Industry group denies solar dumping in EU
Updated: 2012-08-03 10:17
BEIJING -- A Chinese chamber of commerce on Thursday denied accusations that the country's solar industry has used government subsidies and dumping to sell products at lower-than-cost prices in Europe, warning Brussels to be cautious in launching a trade probe.
The accusations are not true, as Chinese solar products' competitiveness does not come from dumping or government subsidies, the China Chamber of Commerce for Import and Export of Machinery and Electronic Products said in a statement on its website.
Germany's SolarWorld and other European solar panel makers last month filed a complaint asking the European Union to impose punitive tariffs on Chinese solar-equipment imports.

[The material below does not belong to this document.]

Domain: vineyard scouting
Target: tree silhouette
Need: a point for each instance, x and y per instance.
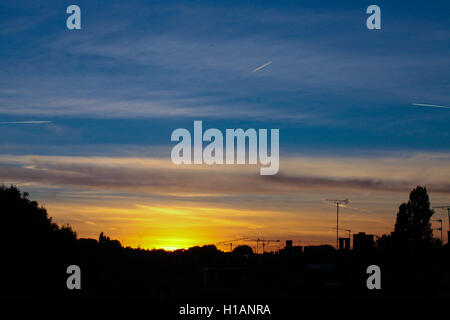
(412, 227)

SolarWorld spearheaded a similar initiative in the US, leading the country to impose duties of about 31 percent on solar panel imports from China in May.
The CCCME said Chinese solar products are more competitive than their EU rivals because of the slumping prices of raw materials and domestic technological progress.
The price of polysilicon, a key material for making solar panels, tumbled to $20 per kg last month from over $400 per kg in 2008, it said.
The CCCME urged the EU to handle the issue in a prudent and fair way, saying that cooperation is better than confrontation between the two sides.
The Ministry of Commerce last week called the dumping allegations groundless, saying protectionist measures will harm the European solar industry.
"Amid global economic uncertainties, a stable free trade environment guarantees the common development of solar industries on both sides," the ministry said.